A few years ago, Mechanical Hub asked the major players in tool manufacturing what was going on as far as tool battery technology innovation. Recently, we caught up with Marcus Borman, RIDGID Global Marketing Manager, to discuss RIDGID’s battery tech.
According to Borman, RIDGID takes pride in all of its products, and they see the battery performance equally as important as the tool performance. “It does not matter how good of a power tool you have, if the power supply does not work then it is no good to the customer,” says Borman.
RIDGID’s advanced lithium ion batteries provide short-circuit protection, over-current protection, over-discharge protection and cell balancing. Thermal protection shuts the battery down while over-discharge protection eliminates the trickle effect. “This allows our battery to work longer so our customers can do the same,” says Borman.
Here is the Q&A with Borman in its entirety:
Please talk about RIDGID’s dedication to research and development, especially in terms of battery technology? Are you field-testing your tools?
Borman: We engineer tools to meet the highest standards of strength, quality, and endurance. In order for a tool to earn its RIDGID branding, it must pass lab tests, and more importantly it must pass the test from customers using the tool every day.
RIDGID is dedicated to the R&D process in all tools and batteries. We go out into the field at the beginning of the R&D process all the way through the end—from concept research to field testing. We like to think of ourselves as tool experts, but you can only become an expert by learning how/what/why/when your customers are using your tools in the field. As time changes, so do our customers, thus we are dedicated to getting out into the field as much as we can in order to continuously learn from them.
Without giving too much away, if you could let us see the RIDGID crystal ball, what are some things you could share with us regarding the future capabilities of battery technology?
Borman: Our tools are always driven to get lighter and better, and batteries are no different. The technology is always evolving, and RIDGID likes to be on the cutting edge of these technological changes. At the same time, we will not blindly move towards a shiny new technology that is not tested; we need to make sure that our tools stay working so our customers can finish the jobs they start.
Anything in the works as far as WiFi incorporated into any of the tools?
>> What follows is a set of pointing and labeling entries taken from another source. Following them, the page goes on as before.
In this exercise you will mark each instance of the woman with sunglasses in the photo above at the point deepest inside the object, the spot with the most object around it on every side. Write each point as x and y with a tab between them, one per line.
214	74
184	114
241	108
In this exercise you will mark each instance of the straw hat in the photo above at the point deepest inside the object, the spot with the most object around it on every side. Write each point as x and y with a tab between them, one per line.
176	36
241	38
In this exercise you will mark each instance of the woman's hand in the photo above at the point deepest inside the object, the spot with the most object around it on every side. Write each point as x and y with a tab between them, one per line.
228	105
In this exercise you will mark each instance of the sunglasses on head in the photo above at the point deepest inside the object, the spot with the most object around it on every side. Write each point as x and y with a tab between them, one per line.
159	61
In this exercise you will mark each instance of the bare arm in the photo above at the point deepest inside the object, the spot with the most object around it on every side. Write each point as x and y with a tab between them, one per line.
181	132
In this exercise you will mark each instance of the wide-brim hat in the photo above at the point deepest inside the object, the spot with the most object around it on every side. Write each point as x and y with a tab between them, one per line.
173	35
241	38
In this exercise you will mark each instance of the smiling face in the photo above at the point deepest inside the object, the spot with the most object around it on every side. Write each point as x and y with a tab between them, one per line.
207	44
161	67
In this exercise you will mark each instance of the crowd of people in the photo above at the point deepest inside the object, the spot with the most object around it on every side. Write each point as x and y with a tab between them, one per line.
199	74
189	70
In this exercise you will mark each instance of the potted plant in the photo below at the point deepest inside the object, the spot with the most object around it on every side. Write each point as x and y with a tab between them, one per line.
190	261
Borman: The technology in our everyday lives is constantly changing. RIDGID is always looking to leverage current technologies to make a meaningful impact for its customers; it would be simple to simply add a new piece of technology into a tool, but to become a leader in the industry like RIDGID you must always ask yourself, “How can I leverage this technology so my customer gets the absolute most out of it.” This is how we have RIDGID has grown and evolved since 1923; with the success we have had thinking of the customer first, we have no plan in changing our strategy.
Are some of the batteries backward compatible?
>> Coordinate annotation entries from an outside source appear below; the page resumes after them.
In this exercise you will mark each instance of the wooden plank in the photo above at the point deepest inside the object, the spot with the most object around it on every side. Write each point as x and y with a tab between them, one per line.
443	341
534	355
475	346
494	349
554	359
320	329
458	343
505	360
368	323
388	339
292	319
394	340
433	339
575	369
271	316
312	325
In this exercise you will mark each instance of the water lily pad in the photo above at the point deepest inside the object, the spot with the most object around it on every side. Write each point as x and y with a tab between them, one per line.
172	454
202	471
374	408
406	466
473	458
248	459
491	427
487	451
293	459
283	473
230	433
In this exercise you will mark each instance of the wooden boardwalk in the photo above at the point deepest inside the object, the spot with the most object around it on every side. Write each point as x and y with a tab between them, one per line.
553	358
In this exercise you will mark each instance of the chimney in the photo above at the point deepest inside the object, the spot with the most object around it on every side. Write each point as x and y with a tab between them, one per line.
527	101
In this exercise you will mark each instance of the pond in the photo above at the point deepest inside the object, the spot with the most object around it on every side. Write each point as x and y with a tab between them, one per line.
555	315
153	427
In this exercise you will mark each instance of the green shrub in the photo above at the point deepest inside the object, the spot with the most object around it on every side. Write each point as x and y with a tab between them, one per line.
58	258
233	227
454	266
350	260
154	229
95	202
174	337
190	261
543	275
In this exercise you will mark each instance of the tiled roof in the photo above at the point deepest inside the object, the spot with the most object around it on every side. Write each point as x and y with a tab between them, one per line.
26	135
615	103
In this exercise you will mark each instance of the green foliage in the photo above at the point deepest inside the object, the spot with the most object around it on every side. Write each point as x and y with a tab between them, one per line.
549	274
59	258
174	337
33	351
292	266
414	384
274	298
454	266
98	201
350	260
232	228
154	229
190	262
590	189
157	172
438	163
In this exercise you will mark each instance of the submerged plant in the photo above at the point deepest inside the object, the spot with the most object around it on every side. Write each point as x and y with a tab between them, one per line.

Borman: Years back, when we introduced Lithium Ion to the market, we knew that battery technologies would continue to change and improve; however, we understand that customers do not want to continue to trade in their tools to keep up with the dynamic changes to battery technology. Therefore all tools that accept the 18V Lithium Ion tool interface can use any existing 18V Lithium Ion battery. This backwards compatibility makes it easier for customers to always upgrade to the latest battery and not have to worry about putting a non-conforming battery into their tool.
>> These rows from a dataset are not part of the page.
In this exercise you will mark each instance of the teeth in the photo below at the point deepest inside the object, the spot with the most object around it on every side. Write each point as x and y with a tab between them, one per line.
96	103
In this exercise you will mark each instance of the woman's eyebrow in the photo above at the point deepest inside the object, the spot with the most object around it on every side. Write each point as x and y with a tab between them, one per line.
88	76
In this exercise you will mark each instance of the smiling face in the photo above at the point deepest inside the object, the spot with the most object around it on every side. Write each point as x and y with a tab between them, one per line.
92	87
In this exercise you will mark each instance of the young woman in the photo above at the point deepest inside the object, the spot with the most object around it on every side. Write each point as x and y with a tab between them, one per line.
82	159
Do you offer or intend to offer a hybrid corded/cordless tool?
Borman: Previously, RIDGID Press Tools were available in battery or corded tools. However, we know that there are some customers who would love to have both options and do not want to double their inventory of tools. The new RP 340 Press Tool offers users the ability to seamlessly switch between a battery and an available AC Power Adapter. Flexibility for customers means that they can maximize uptime and productivity.
It would seem that the bigger number on the battery means better. Is this always the case?
Borman: The bigger the voltage does not always mean better. Depending on what your tool needs, a 20V battery may just be making your tool heavier and less efficient; however, sometimes your 12V battery is too small and not suited best for your tool.
While voltage usually gets the “top billing” on the side of a battery, voltage is not everything. If you need longer runtimes, you should pay attention to the Amp Hours on your battery. When you multiply the voltage and Amp Hour [V x Ah] you get the total Watt-hours. Without getting into a completely technical explanation: the Watt-hours are more closely related to the run-time you will get out of your battery.
RIDGID currently offers an 18V battery with both 2.0 and 4.0 Amp Hours to help customers choose the right battery for them.
Where do I go for warranty info/customer service?
Borman: For more information on RIDGID products and the warranty/service information you can visit www.Ridgid.com; if you prefer to reach us by phone, you can call 1-800-4-RIDGID (1-800-474-3443).
There are a lot of tool companies that boast that their tool & battery combo is the best. Why RIDGID?
Borman: RIDGID Advanced Lithium batteries are designed, developed, and engineered to work exclusively with RIDGID products. We go through rigorous testing with each tool that we offer to make sure our batteries provide optimal performance for our tools. By designing and testing the products together, we can offer better performance, longer run-times, and maximum productivity.